Sex-dimorphic gene effects on survival outcomes in people with coronary artery disease

Abstract

BackgroundIschemic coronary heart disease (IHD) is the leading cause of death worldwide. Genetic variation is presumed to be a major factor underlying sex differences for IHD events, including mortality. The purpose of this study was to identify sex-specific candidate genes associated with all-cause mortality among people diagnosed with coronary artery disease (CAD). MethodsWe performed a sex-stratified, exploratory genome-wide association (GWAS) screen using existing data from CAD-diagnosed males (n = 510) and females (n = 174) who reported European ancestry from the Duke Catheterization Genetics biorepository.
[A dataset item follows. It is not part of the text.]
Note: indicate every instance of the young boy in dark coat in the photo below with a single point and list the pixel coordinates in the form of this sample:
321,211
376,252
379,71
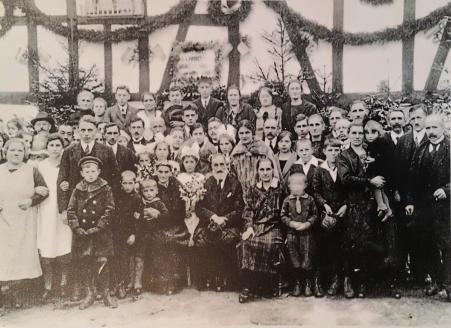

Extant genotype data for 785,945 autosomal SNPs generated with the Human Omni1-Quad BeadChip (Illumina, CA, USA) were analyzed using an additive inheritance model. We estimated instantaneous risk of all-cause mortality by genotype groups across the 11-year follow-up using Cox multivariate regression, covarying for age and genomic ancestry. ResultsThe top GWAS hits associated with all-cause mortality among people with CAD included 8 SNPs among males and 15 among females (p = 1 × 10−6 or 10−7), adjusted for covariates. Cross-sex comparisons revealed distinct candidate genes. Biologically relevant candidates included rs9932462 (EMP2/TEKT5) and rs2835913 (KCNJ6) among males and rs7217169 (RAP1GAP2), rs8021816 (PRKD1), rs8133010 (PDE9A), and rs12145981 (LPGAT1) among females. ConclusionsWe report 20 sex-specific candidate genes having suggestive association with all-cause mortality among CAD-diagnosed subjects. Findings demonstrate proof of principle for identifying sex-associated genetic factors that may help explain differential mortality risk in people with CAD. Replication and meta-analyses in larger studies with more diverse samples will strengthen future work in this area.